I Built a CLI to Stop Copy-Pasting pg_dump Commands
While working on an offline-first app, I found myself constantly resetting my database to a known state.
Testing sync scenarios meant running the same commands over and over:
- dump the database
- drop the schema
- restore from a file
It worked, but it was clumsy. I’d forget which file was which, mistype a connection string, or restore the wrong snapshot.
So I built a small tool: github.com/eddietindame/pgcheckpoint
Now the workflow is simple:
$ pgcheckpoint create "before-sync"
$ pgcheckpoint restore
It wraps pg_dump and psql, manages snapshots, and lets me refer to them by name instead of files.
Why Go?
I could have written this in TypeScript, it’s what I use every day.
But that was exactly the reason not to.
It’s easy to fall into the habit of using the same language for everything. At some point, it stops being a choice and becomes a default.
Go felt like a better fit for this kind of tool:
- it compiles to a single binary
- no runtime dependencies
- strong standard library for CLI work
More importantly, it made me think differently.

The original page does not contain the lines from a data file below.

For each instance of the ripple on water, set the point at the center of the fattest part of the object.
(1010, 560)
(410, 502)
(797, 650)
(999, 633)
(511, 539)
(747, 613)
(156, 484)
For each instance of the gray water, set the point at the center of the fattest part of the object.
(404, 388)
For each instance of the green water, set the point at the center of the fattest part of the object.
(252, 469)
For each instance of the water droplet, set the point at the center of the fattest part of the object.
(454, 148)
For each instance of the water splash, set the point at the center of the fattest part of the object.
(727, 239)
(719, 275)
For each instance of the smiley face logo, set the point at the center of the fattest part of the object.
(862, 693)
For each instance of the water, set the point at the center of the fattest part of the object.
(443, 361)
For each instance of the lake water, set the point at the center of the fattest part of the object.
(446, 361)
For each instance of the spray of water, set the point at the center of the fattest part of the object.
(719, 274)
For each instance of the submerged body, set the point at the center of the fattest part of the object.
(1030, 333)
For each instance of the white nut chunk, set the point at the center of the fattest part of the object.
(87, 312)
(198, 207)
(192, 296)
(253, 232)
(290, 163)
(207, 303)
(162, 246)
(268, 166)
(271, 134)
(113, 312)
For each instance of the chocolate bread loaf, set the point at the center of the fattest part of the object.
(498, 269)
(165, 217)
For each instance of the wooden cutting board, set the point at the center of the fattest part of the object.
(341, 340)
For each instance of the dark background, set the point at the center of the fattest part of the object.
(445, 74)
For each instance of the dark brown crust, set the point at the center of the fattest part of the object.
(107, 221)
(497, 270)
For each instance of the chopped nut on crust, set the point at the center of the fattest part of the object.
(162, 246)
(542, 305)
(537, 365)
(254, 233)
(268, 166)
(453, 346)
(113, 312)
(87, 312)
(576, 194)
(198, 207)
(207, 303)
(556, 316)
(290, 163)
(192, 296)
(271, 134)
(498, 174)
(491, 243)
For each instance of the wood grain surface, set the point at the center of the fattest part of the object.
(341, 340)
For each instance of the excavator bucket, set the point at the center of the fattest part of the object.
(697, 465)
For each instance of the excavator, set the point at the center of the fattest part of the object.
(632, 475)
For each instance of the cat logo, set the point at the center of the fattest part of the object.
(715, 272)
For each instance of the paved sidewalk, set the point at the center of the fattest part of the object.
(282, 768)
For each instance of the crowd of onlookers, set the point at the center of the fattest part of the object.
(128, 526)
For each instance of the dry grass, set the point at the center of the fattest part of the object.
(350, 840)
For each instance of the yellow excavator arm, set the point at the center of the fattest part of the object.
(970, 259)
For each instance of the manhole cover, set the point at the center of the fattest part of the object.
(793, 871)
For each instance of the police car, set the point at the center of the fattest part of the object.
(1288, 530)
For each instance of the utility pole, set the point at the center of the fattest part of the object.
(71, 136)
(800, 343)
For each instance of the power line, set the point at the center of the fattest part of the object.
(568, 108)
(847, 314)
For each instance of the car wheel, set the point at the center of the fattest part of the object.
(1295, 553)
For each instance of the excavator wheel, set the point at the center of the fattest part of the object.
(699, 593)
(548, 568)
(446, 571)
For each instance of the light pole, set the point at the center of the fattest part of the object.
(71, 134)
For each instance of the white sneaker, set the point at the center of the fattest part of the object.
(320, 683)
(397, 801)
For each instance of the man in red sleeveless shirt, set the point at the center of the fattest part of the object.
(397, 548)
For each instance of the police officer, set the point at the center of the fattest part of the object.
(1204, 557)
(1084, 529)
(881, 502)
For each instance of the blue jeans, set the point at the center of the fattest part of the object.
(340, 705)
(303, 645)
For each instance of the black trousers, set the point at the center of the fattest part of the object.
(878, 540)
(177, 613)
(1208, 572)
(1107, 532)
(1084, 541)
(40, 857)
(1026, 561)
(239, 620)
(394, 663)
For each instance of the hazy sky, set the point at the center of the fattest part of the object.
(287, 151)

The constraints are different, the patterns are simpler, and the trade-offs are more explicit.
I’ve actually dabbled with Go before (a couple of previous posts touch on it), but I’d never really used it for something practical in my day-to-day workflow.
Takeaway
pgcheckpoint is a small tool, but it solved a real annoyance in my workflow.
And building it in Go was a reminder that choosing tools deliberately matters, even if you’ve only lightly explored them before.
You don’t really understand a language by reading about it, you understand it when it makes something easier than what you’re used to.
For me, that moment was running go build and getting a single binary that just worked.